To Your Health
July, 2018 (Vol. 12, Issue 07)
Secondhand Smoke Can Cause Snoring ... and Maybe Worse
By Editorial Staff
A chronic snorer not only lives with the embarrassment of the condition, but also the health consequences, the most obvious of which is inadequate sleep / rest from being woken up – either by the strength of one's own snore or an exasperated partner.
Snoring also may be a sign of obstructive sleep apnea
, in which upper airway narrowing or collapse causes breathing pauses of up to 10 seconds at a time. According to the American Academy of Otolaryngology – Head and Neck Surgery, sleep apnea increases the risk of heart attack, stroke, diabetes and other serious health problems.
There are several anatomical / physiological mechanisms underlying snoring, and being overweight doesn't help. In children, snoring can signal adenoid / tonsil problems. Secondhand smoke is another culprit, suggests new research, increasing children's risk of becoming a habitual snorer compared to children not exposed to secondhand smoke. According to the research review, which evaluated 24 eligible studies involving nearly 90,000 children and appeared in the Journal of Epidemiology & Community Health, a child's risk of becoming a chronic snorer increased by approximately 2 percent for every cigarette smoked in the home.

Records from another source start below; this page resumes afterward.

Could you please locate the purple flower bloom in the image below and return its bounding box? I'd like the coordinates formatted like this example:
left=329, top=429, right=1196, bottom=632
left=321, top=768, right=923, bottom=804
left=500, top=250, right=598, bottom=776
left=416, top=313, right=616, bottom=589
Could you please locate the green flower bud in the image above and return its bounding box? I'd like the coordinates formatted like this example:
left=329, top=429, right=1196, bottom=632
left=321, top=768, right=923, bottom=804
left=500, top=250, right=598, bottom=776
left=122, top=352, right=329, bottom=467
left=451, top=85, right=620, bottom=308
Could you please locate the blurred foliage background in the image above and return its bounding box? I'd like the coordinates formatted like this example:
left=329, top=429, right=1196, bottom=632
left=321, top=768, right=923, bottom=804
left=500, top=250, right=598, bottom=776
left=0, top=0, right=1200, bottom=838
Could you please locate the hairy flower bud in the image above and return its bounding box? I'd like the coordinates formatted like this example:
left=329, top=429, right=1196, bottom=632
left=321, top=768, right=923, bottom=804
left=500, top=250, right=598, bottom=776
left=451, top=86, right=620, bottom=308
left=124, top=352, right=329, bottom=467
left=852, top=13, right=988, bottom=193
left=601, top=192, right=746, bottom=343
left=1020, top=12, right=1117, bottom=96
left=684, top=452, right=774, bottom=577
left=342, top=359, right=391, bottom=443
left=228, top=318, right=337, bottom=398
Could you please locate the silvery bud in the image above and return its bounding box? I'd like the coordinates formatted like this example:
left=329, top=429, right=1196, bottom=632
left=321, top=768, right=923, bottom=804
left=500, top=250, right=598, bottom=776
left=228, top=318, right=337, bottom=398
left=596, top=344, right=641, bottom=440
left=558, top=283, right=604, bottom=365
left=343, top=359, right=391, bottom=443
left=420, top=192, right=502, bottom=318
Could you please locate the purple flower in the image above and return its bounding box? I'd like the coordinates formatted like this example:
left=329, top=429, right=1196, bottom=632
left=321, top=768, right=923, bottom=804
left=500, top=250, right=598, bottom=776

Keep in mind that snoring isn't the only consequence of secondhand smoke exposure in children; respiratory and ear infections, asthma and behavioral issues have also been linked to exposure. In other words, secondhand smoke is bad news all around. If you're having trouble quitting or want more information to help someone you know quit, talk to your doctor and visit www.cdc.gov/tobacco/quit_smoking/index.htm.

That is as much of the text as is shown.